The name of the game in any school today is struggle. Struggle on the part of students to get through the day, struggle by teachers to teach kids while satisfying the needs of the principals, who are beholden to superintendents, who are looking at their test numbers and shaking their heads.


What Money Problem?
The neighboring district to mine, RSU 20, is all of a dither right now over whether to break up the union that was established after Governor Baldacci’s wrongheaded attempt to consolidate school districts. Passions run very high in this conflict. It is almost as though the players in that debate believe that once their side wins, things will improve for their kids.

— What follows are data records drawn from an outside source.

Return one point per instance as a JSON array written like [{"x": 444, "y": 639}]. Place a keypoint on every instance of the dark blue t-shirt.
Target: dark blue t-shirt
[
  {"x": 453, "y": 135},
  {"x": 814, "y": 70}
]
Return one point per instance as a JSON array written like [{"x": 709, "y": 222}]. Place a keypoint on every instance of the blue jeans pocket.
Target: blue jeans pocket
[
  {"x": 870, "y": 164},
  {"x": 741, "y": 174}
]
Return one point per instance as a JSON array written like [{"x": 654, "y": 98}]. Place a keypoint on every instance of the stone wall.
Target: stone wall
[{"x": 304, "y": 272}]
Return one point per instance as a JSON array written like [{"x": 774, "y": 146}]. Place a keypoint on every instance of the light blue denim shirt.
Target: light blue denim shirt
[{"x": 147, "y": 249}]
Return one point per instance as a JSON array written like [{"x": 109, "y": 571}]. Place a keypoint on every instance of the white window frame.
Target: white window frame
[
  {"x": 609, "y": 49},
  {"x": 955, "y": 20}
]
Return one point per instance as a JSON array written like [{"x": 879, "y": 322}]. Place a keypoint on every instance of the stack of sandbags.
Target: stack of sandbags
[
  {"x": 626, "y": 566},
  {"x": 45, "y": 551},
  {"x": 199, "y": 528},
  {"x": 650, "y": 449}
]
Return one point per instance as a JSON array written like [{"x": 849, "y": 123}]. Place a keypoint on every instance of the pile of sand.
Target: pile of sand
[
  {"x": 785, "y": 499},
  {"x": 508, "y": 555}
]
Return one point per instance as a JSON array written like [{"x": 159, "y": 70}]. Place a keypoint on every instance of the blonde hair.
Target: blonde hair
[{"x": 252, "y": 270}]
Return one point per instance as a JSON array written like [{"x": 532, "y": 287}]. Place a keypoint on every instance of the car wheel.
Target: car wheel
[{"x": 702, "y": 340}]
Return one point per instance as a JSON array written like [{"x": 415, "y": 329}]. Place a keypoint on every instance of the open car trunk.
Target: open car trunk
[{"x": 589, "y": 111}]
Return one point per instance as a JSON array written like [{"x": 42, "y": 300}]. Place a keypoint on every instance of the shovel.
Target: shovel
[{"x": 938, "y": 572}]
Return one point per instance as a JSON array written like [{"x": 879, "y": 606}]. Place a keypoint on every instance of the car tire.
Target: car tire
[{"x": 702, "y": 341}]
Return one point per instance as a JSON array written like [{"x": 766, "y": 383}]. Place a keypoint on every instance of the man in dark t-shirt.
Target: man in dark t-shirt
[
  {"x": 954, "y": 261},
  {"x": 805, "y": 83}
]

It’s difficult for me to watch. Nearly $16 billion are being spent by the 45 states who have adopted the Common Core State Standards, to implement those standards in the classroom, and pay for the tests from the Smarter Balanced testing cohort, which will replace the NECAPS. There are layers and layers of costs, and while one school district in this area is cutting funding for all art supplies, they are paying out $40,000 (a reduction of one Ed Tech position) for a new English curriculum that is aligned to the Common Core -- whether or not they were getting good results from the old one.

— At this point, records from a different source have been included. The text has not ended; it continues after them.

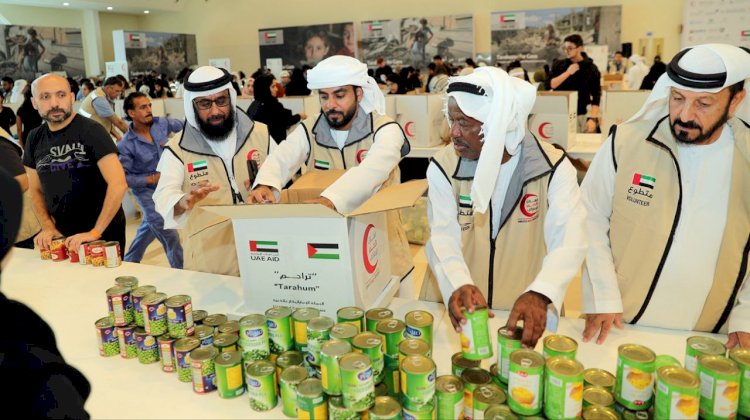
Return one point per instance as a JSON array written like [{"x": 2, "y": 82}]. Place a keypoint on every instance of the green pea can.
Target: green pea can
[
  {"x": 563, "y": 387},
  {"x": 289, "y": 379},
  {"x": 358, "y": 388},
  {"x": 371, "y": 344},
  {"x": 475, "y": 334},
  {"x": 352, "y": 315},
  {"x": 525, "y": 382},
  {"x": 254, "y": 338},
  {"x": 180, "y": 316},
  {"x": 459, "y": 363},
  {"x": 230, "y": 381},
  {"x": 677, "y": 393},
  {"x": 720, "y": 387},
  {"x": 508, "y": 341},
  {"x": 375, "y": 315},
  {"x": 741, "y": 356},
  {"x": 137, "y": 295},
  {"x": 106, "y": 335},
  {"x": 701, "y": 346},
  {"x": 260, "y": 378},
  {"x": 419, "y": 326},
  {"x": 280, "y": 336},
  {"x": 311, "y": 401},
  {"x": 634, "y": 384},
  {"x": 182, "y": 349},
  {"x": 300, "y": 318},
  {"x": 318, "y": 332}
]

RSU 20 itself is paying out $168,000 for technological upgrades to accommodate the Smarter Balanced assessments....while laying off teachers.

We observe the money crunch in districts all over Maine (read also here and here), but there is no lack of money going into education. We’re swimming it it. We’re up to our eyeballs in it. It’s just going to the makers of tests, publishers of curriculum, developers of educational technology that will help teachers move kids through the standards and prepare for tests, and the consultants who we can’t live without, to come in and save us from drowning under the Common Core.

We could also add  to the pot the money that’s wasted on textbooks. There is a treasure-trove of open sourceware available free on the Internet, expressly for the purpose of being used by educators! Add to that the money that is spent buying computers for students who already have them. We could also take away the computerized local assessment system like NWEAs and Aimswebs. Assessments are part of learning; anything else is disruptive, so get rid of it.